The Telegraph noted that law firm Mishcon de Reya is taking legal steps on behalf of an anonymous group of clients to ensure that Article 50 is not triggered with an Act of Parliament. Said lawyers have been in touch with the government to seek assurances over the process and plan to pursue it through the courts if they are not satisfied. Crux of the issue revolves around the fact that the referendum itself is not legally binding and is an instruction to the government to act. UK PM Cameron and other Conservative leadership hopefuls have highlighted the importance of acting on behalf of the will of the people. However, the majority of MPs in Westminster are firmly in favor of continued EU membership and may complicate voting for an Act of Parliament. Former PM Tony Blair wants UK to leave options open on future EU membership.
 
*Germany wants to push out European Commission President Juncker:
 
Weekend UK press reports said that German Chancellor Merkel favors pushing out European Commission President Juncker amid frustrations over his actions since the UK voted to leave the EU. The London Times said Juncker's "gloating" over Britain's EU departure, his decision to meet Scottish first minister Sturgeon and television remarks over Northern Ireland were seen as unnecessarily provocative.
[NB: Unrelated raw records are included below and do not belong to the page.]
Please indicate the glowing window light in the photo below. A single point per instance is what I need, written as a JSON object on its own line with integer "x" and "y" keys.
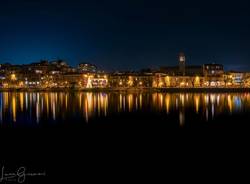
{"x": 13, "y": 77}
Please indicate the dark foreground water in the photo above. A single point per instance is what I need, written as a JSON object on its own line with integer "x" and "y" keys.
{"x": 75, "y": 136}
{"x": 130, "y": 110}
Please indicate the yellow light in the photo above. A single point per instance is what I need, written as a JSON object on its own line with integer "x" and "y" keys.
{"x": 182, "y": 84}
{"x": 167, "y": 79}
{"x": 21, "y": 83}
{"x": 13, "y": 77}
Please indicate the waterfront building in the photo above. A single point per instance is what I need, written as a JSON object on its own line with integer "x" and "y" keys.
{"x": 182, "y": 63}
{"x": 87, "y": 68}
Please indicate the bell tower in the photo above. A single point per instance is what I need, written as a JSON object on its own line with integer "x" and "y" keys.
{"x": 182, "y": 63}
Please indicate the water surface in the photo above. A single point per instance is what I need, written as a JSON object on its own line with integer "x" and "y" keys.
{"x": 18, "y": 109}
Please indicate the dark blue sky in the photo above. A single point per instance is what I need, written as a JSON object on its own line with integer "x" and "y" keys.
{"x": 123, "y": 34}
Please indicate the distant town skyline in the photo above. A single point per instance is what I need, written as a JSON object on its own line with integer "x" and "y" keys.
{"x": 126, "y": 35}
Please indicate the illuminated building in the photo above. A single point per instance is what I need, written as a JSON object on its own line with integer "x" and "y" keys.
{"x": 182, "y": 63}
{"x": 87, "y": 68}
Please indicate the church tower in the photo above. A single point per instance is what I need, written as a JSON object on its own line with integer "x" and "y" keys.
{"x": 182, "y": 63}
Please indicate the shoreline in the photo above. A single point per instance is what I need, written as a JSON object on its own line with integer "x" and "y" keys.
{"x": 162, "y": 90}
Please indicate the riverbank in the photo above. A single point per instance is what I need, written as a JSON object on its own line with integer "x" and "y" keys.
{"x": 164, "y": 90}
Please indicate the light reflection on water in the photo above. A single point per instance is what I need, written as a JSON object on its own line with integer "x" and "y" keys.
{"x": 57, "y": 106}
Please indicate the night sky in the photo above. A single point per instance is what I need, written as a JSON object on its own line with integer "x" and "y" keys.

Article said two leading German newspapers have called on him to resign. TheTelegraph said the split could offer hope to British negotiators, who wanted to avoid a repeat of February's failed negotiations on EU reforms. Added there is a determination that the negotiations are handled by 27 heads of EU governments rather than the Commission. Note that Germany, France and Italy have said negotiations cannot begin until Article 50 is triggered.
 
*National Australia Bank Ltd (NAB):
 
National Australia Bank and its subsidiary MLC have moved a step closer to finalising more than 60,000 square metres of new leases across Australia. In Brisbane NAB signed an agreement to move to Investa Commercial Property Fund’s 259 Queen Street tower – formerly occupied by the Bank of Queensland – where it will take about 4000 square metres. An official announcement on that deal is expected within days. In Sydney, the bank is closing in on two major contracts. There has been speculation that its MLC business in North Sydney might move to DEXUS Property Group and Laing O’Rourke’s 100 Mount Street development. However, that is unlikely and the MLC business looks set to stay as a tenant in Investa’s 105 Miller Street tower.